The Minsk agreements are deeply flawed and open to wildly different interpretations, which has been capitalised on by Russia. It is important to reiterate exactly what they mean.
There are two Minsk agreements, not just one.
The first “Minsk Protocol” was signed on September 5, 2014. It mainly consisted of a commitment to an immediate ceasefire along the existing line of contact – which Russia never respected. The second Minsk Agreement (Minsk ll) was signed on February 12, 2015. Even after this agreement, Russian-led forces kept fighting and took the town of Debaltseve six days later.
Russia is a party to the Minsk agreements.
The original Minsk signatories are Russia, Ukraine and the Organisation for Security and Cooperation in Europe (OSCE), with mediation by the leaders of France and Germany in the so-called Normandy format. Russia is a protagonist in the war in Ukraine and is fully obliged to follow the deal’s terms. Despite that, however, Russia untruthfully claims not to be a party and only a facilitator. Russia claims that the real agreements are between Ukraine and the so-called “separatists,” who call themselves the Luhansk and Donetsk People’s Republics (LPR and DPR), but are in fact Russian-led, staffed by Russian regular officers, and controlled and supplied by Moscow.
The LPR and DPR are not recognized as legitimate entities under the Minsk agreements.
The signatures of the leaders of the so-called Luhansk and Donetsk Peoples’ Republics were added after they had already been signed by Ukraine, Russia, and the OSCE. Indeed Ukraine would not have signed had their signatures been part of the deal. Russia alone controls the forces occupying parts of eastern Ukraine ((i.e. there are no “separatists” or “rebels”, and there is no “civil war”).
Russia is in violation of the Minsk agreements.
The deals require several actions.
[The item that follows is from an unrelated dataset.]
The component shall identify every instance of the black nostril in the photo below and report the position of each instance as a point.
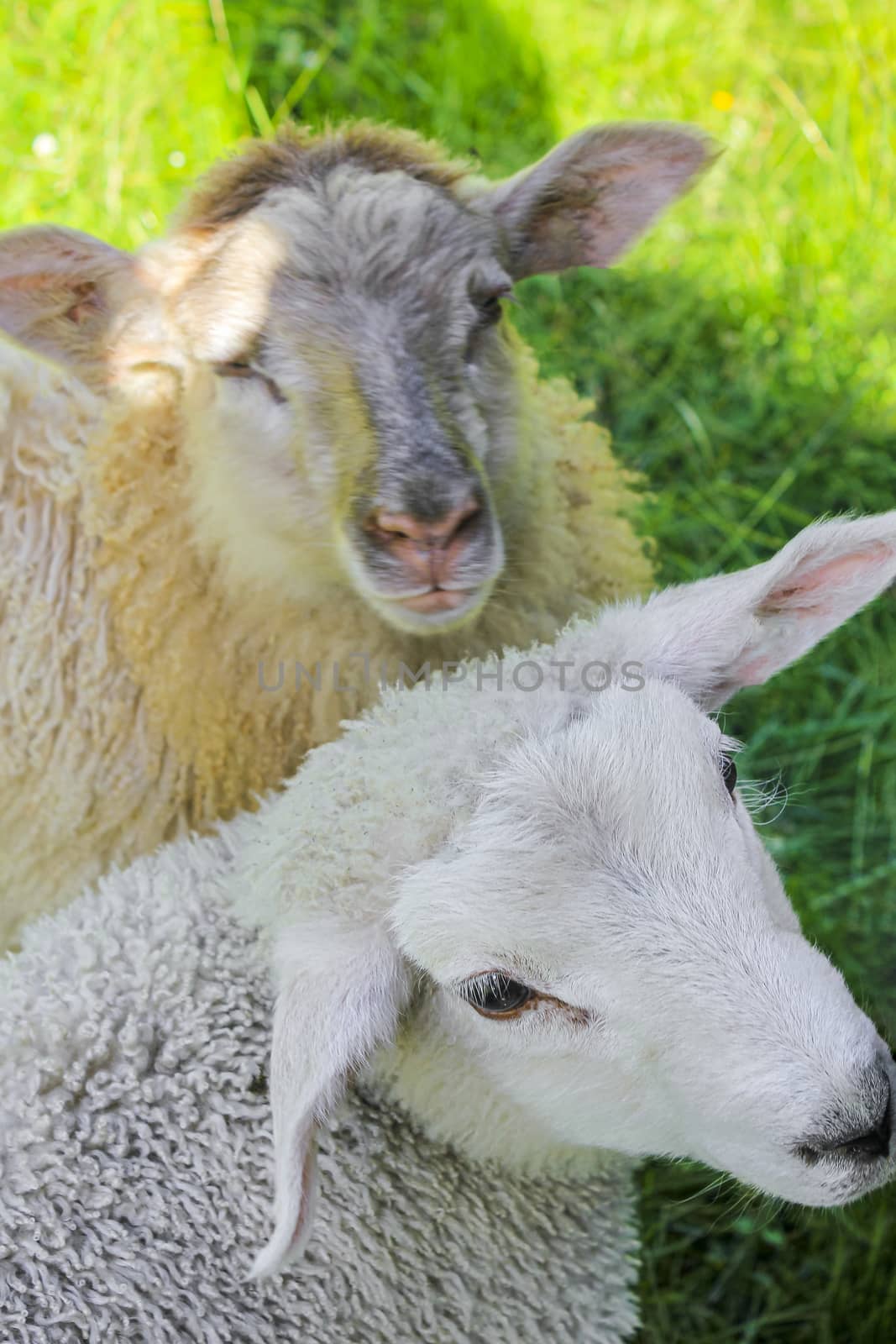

Russia has done none of them i.e.:
- a ceasefire – barely respected by the Russian side for more than a few days;
- withdrawal of foreign military forces – Russian regular military officers, intelligence operatives and unmarked “little green men” remain woven into the military forces in eastern Ukraine;
- disbanding of illegal armed groups – the so-called LPR and DPR forces are by any definition “illegal armed groups; and
- returning control of the Ukrainian side of the international border with Russia to Ukraine, all of this under OSCE supervision.
Russian-led forces prevent the OSCE from accomplishing its mission in Donbas as spelled out in the Minsk Agreements.
Currently approximately 80% of violations and restrictions come from the Russian-controlled side of the border, and those that occur on the Ukrainian side are largely for safety reasons (e.g., avoiding mined approaches to bridges.)
The US diplomatic role is essential.
Germany and France lead the Normandy Format, which brings Russia and Ukraine to the negotiating table under their leadership. In this format, however, Germany and France treat Russia and Ukraine as bearing equal responsibility for the conflict, even though Russian forces are occupying and fighting inside Ukraine, and Ukraine is acting in self-defence.
This is why the U.S. diplomatic role in Ukraine negotiations is so important. Only the U.S. has the military, political and economic weight to publicly shine a light on and condemn Russia’s military aggression against Ukraine. Germany and France will not do it.
Why does Putin want to use Minsk ll as a basis of further negotiations?
As noted by the Economist, Putin is invoking Minsk ll to sow chaos, not bring peace.
Minsk ll was hastily drafted and contained contradictory provisions and a convoluted series of actions. Provisions relating to “special status” for the districts of Donetsk and Luhansk, local elections, the right to form local militia units and “decentralisation” reforms to the Ukrainian constitution were vague and subject to different interpretation and implementation.
If implemented according to Putin’s interpretation, they would destroy Ukraine as a sovereign country. As critics of Minsk II in and outside Ukraine have pointed out, Russia would be able to destabilise or paralyse the country at any time of its choosing.
If implemented according to Ukraine’s interpretation, they would be unlikely to satisfy Russia’s ambitions. The agreements would not de-escalate tensions and would create instability in the long run.
What needs to happen to secure a just outcome?
The West must not allow Russia to subordinate its neighbour. The West must do two things simultaneously:
- use the resources of diplomacy to obtain a peace that strengthens, rather than jeopardises, Ukraine’s sovereignty; and
- emphasise the costs in the form of sanctions and diplomatic isolation that it will impose, should Russia continue to seek to put Ukraine under Russian control or create chaos.